DESTIN, Fla. — Among previously untreated patients with osteoporosis who are at high risk for fracture, proactive therapy with anabolic agents, followed by sequential monotherapy with denosumab, can minimize pharmacology exposure while maximizing benefits to bone mineral density and strength, according to findings presented at the 2018 Congress of Clinical Rheumatology.
“This does not mean that other therapies do not work — they do,” Felicia Cosman, MD, a professor of medicine at Columbia University, osteoporosis specialist and endocrinologist at Helen Hayes Hospital and editor in chief for North America at Osteoporosis International, told attendees. “However, anabolics work better, and I think there is a growing consensus of opinion among the bone experts, in this country, in Europe and in Asia, that this is the ideal way to go. It may be a little more expensive out front, but ultimately it is going to save money and, most importantly, going to save fractures, save disability and keep people independent and mobile.”
According to Cosman, anabolic agents, such as teriparatide and abaloparatide (Tymlos, Radius Health), are more effective as an early treatment than antiresorptive drugs, as anabolics produce more rapid results against all clinical and nonvertebral fractures — with a 43% to 86% reduction in fractures reported within 18 to 19 months. In contrast, antiresorptive drugs reduce the risk of fractures by 20% to 25% “at best,” Cosman said, and can require 3 years of treatment before patients see a significant risk reduction.
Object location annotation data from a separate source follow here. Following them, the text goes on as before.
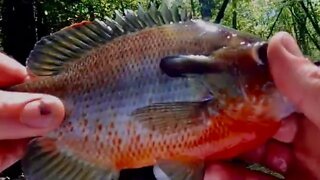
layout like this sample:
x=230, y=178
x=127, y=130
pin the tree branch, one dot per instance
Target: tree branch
x=274, y=23
x=221, y=11
x=314, y=24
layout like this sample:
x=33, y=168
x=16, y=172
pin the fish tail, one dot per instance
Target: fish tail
x=44, y=160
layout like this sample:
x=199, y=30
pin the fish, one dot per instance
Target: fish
x=153, y=87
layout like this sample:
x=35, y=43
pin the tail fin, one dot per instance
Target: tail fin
x=44, y=160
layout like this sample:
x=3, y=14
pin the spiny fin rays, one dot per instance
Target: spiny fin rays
x=52, y=54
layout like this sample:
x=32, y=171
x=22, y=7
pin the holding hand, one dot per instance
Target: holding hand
x=22, y=115
x=295, y=152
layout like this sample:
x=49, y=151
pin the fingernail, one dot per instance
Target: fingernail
x=290, y=44
x=39, y=113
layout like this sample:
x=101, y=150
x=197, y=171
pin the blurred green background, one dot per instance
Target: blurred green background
x=23, y=22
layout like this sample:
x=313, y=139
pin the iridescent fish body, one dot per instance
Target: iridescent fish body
x=152, y=88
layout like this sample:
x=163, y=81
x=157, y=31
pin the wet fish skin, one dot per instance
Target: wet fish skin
x=124, y=111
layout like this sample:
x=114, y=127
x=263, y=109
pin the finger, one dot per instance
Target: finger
x=11, y=71
x=226, y=171
x=274, y=155
x=27, y=115
x=288, y=129
x=11, y=151
x=295, y=76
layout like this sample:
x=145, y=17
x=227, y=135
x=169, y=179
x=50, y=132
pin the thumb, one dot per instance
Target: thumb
x=295, y=76
x=25, y=115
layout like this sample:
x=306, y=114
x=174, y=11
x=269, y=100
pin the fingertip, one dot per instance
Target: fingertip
x=12, y=72
x=45, y=113
x=288, y=129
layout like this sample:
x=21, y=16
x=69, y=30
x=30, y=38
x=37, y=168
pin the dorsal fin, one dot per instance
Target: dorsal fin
x=51, y=54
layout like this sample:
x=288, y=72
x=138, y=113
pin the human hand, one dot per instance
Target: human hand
x=22, y=115
x=295, y=149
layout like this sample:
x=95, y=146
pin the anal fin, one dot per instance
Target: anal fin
x=179, y=170
x=43, y=160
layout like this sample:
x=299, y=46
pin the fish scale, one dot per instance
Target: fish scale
x=152, y=88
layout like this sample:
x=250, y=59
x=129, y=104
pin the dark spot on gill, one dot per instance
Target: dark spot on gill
x=44, y=109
In addition, Cosman said the effect of anabolic treatment against nonvertebral fractures is greater than even the best antiresorptive drugs, and produces sustained reductions in the risk for fractures even after transition to antiresorptive therapy.
Cosman noted that the greatest gains in bone mineral density were seen in patients who used anabolic therapy as a first-line treatment followed by a potent antiresorptive agent. She added that using denosumab as a second-line antiresorptive treatment can produce a fracture-free interval of 3 to 5 years, and can help patients achieve their bone-mineral-density goals.
“I think that we want to make sure we follow the optimal treatment sequence if we can, or at least we should agree that this is something to aim for,” Cosman said. “Beginning with an anabolic, followed by, usually, denosumab and then ultimately switching to an intermittent bisphosphonate — that is the winning sequence. Ultimately, I think we can minimize the amount of time people need to be on drugs if we do it the right way. Also, this way, I think we can maximize benefits and minimize disabilities.” – by Jason Laday
Cosman F. Optimal treatment and strategies for patients at high risk of fracture. Presented at: Congress of Clinical Rheumatology; May 17-20, 2018; Destin, Florida.
Disclosure: Cosman reports speaking and advising fees, as well as research grants and medication from Amgen; advising and speaking fees, as well as research medication from Eli Lilly; advising fees from Merck; consulting, advising and speaking fees from Radius; and consulting fees from Tarsa.